Smart Business spoke with Jones about how you get the proper context for a vision and why building up people’s trust makes you a more effective leader.
Build the proper context for a collaborative vision. It’s not so much that collaboration is the top priority; it’s a step toward the top priority. The top priority is creating and articulating a vision that advances the institution and allows Ohio Wesleyan to fulfill its mission in the most robust way. The way that objective can best be achieved is with a process that’s collaborative, and creating opportunities for all of the stakeholders to invest their time, their intellect and their capacity in reflecting on helping to create this vision becomes very important.
That happens in some ways formally and in other ways informally. Certainly much of my time this first year has been structured to create a context in which various stakeholders have an opportunity to invest themselves in the process. My travel schedule and calendar would reflect that.
Very little of my time has been behind a desk, and a large amount of my time both at events of all sorts on campus — from meetings and conversations that I’ve scheduled to attending student events of all kinds, athletic contests, musical concerts, theater productions, artistic openings, lectures, research presentations — to the times off campus, meeting individually with alumni in those 30 cities, that’s been dubbed the Rock Tour. But the point has been to give me the full benefit of exposure to everybody who cares about Ohio Wesleyan and wants to make a difference in its future.

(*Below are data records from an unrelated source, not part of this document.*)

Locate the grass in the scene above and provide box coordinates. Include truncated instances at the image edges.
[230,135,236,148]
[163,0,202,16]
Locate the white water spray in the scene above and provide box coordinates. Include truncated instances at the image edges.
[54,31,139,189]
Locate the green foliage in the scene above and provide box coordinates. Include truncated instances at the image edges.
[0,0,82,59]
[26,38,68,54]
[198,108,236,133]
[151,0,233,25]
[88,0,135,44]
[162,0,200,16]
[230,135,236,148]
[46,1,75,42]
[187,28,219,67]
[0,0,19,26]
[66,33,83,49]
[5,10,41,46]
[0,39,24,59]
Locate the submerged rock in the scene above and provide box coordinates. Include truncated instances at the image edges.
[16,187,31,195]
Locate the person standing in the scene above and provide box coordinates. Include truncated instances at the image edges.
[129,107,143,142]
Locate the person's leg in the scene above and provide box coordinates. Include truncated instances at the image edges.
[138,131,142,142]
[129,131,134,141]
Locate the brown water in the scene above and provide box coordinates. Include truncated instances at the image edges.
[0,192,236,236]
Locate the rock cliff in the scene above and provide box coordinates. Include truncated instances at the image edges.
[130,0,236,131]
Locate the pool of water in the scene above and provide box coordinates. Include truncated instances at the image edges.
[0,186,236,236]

I’ve created numerous opportunities for interaction with the students to hear from them. I have communicated electronically with parents of our students and have been able to solicit input from them in that way and then, as I’ve listened to the various constituencies, I’ve communicated back to them what I am hearing and the vision that is evolving for the future of Ohio Wesleyan. I’ve had some excellent feedback from draft documents of our strategic plan that have allowed me to improve on the initial draft with the benefit of insight and wisdom from all corners, from faculty, trustees, from alumni, from staff, from students.
It’s the leader’s responsibility to sift through all of the information that’s received all of the ideas that are shared and to articulate a vision that advances the mission of the institution, that is bold and aspirational but also is achievable. So it’s the balance between setting the highest possible aspirations and ensuring that the vision is one that both stretches but can be achieved.